Tel Aviv’s LaNua Project jumped eight spots in the rankings this week, after confirmation from UCAIR rankings that the project’s computing centers had finished their first datasets and begun to issue directives to project base stations. Project lead Moishe Levy commented on the importance of practical AI-assisted transportation in the city; “Tel Aviv is a complicated place, the result of years of villages and communities growing together from patchwork suburbs to a unified whole. It’s a city of young people, who are always on the go. Being able to implement real solutions to help them get where they need to be is more than a high goal, it’s a day-to-day necessity.”
San Francisco’s understated Health4All team slowly crept up the rankings as well, thanks to a public data-gathering program that WCAIR judging staff called “remarkable” in its efficiency and organizational scope.

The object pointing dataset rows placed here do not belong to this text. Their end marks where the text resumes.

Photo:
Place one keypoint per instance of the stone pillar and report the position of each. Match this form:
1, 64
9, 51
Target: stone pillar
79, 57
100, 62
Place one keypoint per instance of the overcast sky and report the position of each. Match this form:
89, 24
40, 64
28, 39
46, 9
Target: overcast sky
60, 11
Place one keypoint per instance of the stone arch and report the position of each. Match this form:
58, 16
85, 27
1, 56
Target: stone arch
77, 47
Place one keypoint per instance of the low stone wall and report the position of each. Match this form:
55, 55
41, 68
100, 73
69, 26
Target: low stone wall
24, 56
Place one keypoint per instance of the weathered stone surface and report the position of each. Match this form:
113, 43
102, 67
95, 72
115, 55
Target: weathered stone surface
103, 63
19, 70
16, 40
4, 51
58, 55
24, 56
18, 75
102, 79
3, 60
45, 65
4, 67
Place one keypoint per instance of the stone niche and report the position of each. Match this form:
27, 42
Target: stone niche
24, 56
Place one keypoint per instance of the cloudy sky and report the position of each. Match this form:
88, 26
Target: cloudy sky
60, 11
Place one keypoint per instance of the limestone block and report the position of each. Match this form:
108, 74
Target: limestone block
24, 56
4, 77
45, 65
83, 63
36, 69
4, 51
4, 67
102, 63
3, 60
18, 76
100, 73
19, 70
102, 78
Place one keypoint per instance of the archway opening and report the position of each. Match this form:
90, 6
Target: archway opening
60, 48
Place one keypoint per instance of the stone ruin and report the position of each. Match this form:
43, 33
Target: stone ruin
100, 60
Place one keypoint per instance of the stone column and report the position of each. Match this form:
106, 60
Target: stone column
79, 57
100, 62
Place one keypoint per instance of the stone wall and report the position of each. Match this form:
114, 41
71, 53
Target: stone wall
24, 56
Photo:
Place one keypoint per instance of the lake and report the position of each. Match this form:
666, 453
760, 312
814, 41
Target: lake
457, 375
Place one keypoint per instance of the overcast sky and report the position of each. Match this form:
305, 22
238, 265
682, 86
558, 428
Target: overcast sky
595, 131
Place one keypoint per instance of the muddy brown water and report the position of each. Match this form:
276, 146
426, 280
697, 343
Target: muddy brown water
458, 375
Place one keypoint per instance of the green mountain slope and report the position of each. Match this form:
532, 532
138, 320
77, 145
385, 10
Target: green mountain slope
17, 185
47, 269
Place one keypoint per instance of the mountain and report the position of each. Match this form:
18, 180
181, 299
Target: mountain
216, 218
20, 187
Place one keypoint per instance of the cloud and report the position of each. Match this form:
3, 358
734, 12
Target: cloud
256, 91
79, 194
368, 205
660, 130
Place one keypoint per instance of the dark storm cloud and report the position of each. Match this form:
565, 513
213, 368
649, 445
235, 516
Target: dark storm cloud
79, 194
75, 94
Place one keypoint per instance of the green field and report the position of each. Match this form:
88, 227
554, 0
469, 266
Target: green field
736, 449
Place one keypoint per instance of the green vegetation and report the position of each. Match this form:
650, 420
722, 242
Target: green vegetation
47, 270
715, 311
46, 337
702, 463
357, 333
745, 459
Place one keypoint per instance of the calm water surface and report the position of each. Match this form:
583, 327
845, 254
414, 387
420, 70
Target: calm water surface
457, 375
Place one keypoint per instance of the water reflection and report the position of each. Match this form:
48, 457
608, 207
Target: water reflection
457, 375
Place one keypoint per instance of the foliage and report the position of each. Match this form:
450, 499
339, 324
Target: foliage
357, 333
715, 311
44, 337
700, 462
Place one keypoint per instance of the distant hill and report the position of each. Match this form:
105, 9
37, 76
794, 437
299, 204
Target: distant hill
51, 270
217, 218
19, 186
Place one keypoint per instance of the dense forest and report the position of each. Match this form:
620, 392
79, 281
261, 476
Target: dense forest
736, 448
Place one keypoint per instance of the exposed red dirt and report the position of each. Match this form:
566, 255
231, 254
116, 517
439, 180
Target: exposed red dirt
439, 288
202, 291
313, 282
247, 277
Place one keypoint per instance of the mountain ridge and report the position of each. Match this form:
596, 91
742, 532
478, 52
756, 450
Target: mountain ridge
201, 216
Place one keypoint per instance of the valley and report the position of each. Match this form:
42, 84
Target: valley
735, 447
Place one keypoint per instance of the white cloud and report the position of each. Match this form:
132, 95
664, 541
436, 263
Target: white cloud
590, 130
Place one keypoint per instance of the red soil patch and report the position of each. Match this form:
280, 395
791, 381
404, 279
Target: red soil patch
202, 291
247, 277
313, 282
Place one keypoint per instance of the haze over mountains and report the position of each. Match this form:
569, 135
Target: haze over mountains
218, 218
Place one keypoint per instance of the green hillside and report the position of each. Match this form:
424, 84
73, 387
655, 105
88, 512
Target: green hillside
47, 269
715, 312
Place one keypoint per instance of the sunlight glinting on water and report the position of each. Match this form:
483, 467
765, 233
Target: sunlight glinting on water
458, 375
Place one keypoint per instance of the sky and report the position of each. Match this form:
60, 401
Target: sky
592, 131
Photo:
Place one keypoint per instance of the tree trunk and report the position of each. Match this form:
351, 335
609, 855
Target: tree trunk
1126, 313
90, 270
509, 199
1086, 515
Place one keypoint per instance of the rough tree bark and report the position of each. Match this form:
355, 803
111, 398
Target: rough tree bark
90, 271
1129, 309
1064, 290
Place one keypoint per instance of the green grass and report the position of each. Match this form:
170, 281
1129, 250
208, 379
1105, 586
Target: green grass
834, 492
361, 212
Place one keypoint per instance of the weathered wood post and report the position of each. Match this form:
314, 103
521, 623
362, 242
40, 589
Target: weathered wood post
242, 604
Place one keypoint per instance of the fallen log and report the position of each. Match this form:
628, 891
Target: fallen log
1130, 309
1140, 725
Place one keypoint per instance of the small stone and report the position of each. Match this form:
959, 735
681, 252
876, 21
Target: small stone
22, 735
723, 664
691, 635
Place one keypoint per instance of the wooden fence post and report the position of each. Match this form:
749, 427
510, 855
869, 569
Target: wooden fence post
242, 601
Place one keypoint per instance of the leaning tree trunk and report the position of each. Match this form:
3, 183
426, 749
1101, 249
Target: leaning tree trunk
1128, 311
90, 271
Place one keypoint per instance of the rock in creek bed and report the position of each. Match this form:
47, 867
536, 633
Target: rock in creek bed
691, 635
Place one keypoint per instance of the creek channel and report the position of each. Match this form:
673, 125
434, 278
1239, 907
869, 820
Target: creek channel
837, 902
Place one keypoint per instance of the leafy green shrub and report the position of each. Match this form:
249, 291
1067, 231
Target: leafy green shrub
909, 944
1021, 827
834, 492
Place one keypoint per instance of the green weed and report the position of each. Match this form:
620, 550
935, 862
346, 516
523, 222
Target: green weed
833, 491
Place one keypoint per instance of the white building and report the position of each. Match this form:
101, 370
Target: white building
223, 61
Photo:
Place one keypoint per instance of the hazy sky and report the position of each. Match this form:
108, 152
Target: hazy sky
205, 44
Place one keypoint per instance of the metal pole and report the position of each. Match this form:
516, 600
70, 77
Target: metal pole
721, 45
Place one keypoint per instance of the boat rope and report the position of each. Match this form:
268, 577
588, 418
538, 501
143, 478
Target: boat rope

The H4 team hopes to have more than 60% of the population of San Francisco surveyed by the end of the project, and by the end of this week had already surpassed 10%.
Weekly Spotlight
Municipal Harbor Regeneration Project, Phase 2: The harbour of Sydney, Australia, with its magnificent bridge and world-renowned Opera House, is a center for trade, tourism, and ecology. Long damaged by traffic and overfishing, in the past decades the City of Sydney has enacted new regeneration programs to safeguard the harbor’s biodiversity and integrity for its citizens. This multi-disciplinary program combines AI analysis of current patterns, bathymetry data, boat traffic, and other human impacts in order to construct a functional virtual model of Sydney Harbour as a jumping-off point for future regeneration projects.
Seonbaecar Joint Municipal Self-Driving Car Pilot Project: As home to many of Korea’s tech giants, Seoul is no stranger to self-driving car research. Seonbaecar uses donated prototypes from several of the country’s auto manufacturers in combination with a crowd-sourced ridesharing program to generate predictive AI models of how self-driving cars might be used to supplement Seoul’s pre-existing public-transit options. By creating new dedicated self-driving lanes that intermingle with transit corridors, the project aims to get Seoulites to their destinations faster, more comfortably and with less of an environmental impact than ever before.